Following the decision to open Redis to outside development, its contributors quickly developed additional extensions that could leverage these diverse data types, including a JSON document store, full-text search engine, an Apache Spark connector, the HyperLogLog module, and support for geospatial data. Some of these are core features of the database, while others are external libraries.

One of the newest modules to emerge from Redis Labs turns the key value store into a graph database. The module, called RedisGraph, will be based on the GraphBLAS technology that emerged out of academia and industry. What’s unique about GraphBLAS is that it expresses graph problems as linear algebra using a data structure called an adjacency matrix, according to Davis.

“We’re positioned very well because we’re the only database that can flip a 0 to a 1 with very little overhead,” Davis said. “So we can take these binary matrixes, store them in memory, do operations on top of them, and get results back many times faster than any other solution on the market.”

According to Davis, the graphs that RedisGraph will hold won’t be massive, but they will offer very fast response times for common types of graph queries, such as detecting fraud. The RedisGraph, which will use the Cypher query language that was developed and open sourced by graph database pioneer Neo4j, could also be used to track down the source of illness in the supply chain, such as with the 2006 E Coli outbreak linked to bad spinach.

“At this point it’s been done in big batches,” Davis said of the so-called “spinach problem.” “We could potentially be in a situation where this can be done in real time so we can catch contamination as it happens rather than after the fact.”

The company has other cool ideas in the pipeline, including a time-series module that could be used to deliver insights on changing data over time. And who knows what is brewing in the hearts and minds of the enormous Redis community at this instant? The trick for Redis Labs will be taking that open source excitement and turning it into paying customers. The company claims that it just surpassed 1 billion downloads of open source Redis on Docker, exceeding other NoSQL databases and NoSQL-based products like MongoDB, Apache Cassandra, and ElasticSearch.

The business model for Redis Labs is a little different than other commercial open source product companies. Any Redis user can get any add-on modules for free, but they’re restricted to running on a single node. If a Redis user finds they need the module to span multiple nodes, they must purchase a license for Redis Enterprise.

So far, the business model seems to be working, as it reports that it has 8,500 paying customers, including an impressive logo sheet that includes the likes of Home Depot, American Express, TD Bank, and Kohl’s. As is typical with most privately held companies, Redis refuses to provide revenue figures.

For now, the company is concentrating on growing, including its cloud business, which is where most customers run Redis. The company currently has 250 employees, with about 100 at the Mountain View, California headquarters and 100 at the Israel office. The company has received $86 million in several rounds of venture capital funding, according to Crunchbase.

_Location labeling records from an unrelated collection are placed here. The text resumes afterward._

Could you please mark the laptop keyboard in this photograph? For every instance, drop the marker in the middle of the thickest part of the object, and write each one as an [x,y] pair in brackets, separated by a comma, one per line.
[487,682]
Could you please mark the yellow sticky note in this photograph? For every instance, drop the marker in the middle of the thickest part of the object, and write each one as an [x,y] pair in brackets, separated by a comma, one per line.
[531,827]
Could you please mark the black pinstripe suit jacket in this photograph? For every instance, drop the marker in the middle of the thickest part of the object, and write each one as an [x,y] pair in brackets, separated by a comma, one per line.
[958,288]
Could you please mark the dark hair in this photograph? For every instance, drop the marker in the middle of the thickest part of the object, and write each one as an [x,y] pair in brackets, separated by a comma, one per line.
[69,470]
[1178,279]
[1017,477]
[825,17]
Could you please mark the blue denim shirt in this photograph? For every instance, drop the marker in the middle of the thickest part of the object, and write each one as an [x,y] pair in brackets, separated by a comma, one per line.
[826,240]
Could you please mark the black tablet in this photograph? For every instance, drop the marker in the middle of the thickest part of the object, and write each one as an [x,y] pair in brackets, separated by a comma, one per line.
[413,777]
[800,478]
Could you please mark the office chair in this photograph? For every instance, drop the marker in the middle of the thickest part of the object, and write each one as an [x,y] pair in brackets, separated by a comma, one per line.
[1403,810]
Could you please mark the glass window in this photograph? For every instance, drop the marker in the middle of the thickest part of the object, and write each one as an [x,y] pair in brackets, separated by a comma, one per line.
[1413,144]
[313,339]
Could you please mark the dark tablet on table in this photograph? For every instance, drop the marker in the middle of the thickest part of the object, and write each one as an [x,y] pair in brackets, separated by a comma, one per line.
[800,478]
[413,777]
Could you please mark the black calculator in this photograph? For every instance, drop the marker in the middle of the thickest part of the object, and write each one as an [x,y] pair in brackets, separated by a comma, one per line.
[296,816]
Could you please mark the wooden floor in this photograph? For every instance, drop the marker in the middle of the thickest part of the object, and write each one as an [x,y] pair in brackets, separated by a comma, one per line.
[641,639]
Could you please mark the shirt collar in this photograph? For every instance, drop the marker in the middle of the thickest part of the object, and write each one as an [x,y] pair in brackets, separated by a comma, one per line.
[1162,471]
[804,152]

Asked which companies Redis Labs is emulating, Davis punted and went another direction. “We’re modeling ourselves on ourselves. I don’t have a crystal ball. I can’t comment on where the business will be in two years, but we continue to grow from a revenues standing, from an employee standpoint, from a capability standpoint,” he said. “We’re at heart a database company.”

Related Items:

Redis Connector Aims to Boost Spark Performance

Redis Labs Gains VC Funding, New Enterprise Customers

Redis Labs Emerges to Push Hosted NoSQL Business

 

Editor’s note: This article was corrected.  Redis Labs started as the independent company Garantia Data in 2011, not as a VMware spin-off in 2014. Also HyperLogLog, the geospatial function, and the Spark connector are not modules of Redis. Datanami regrets the errors.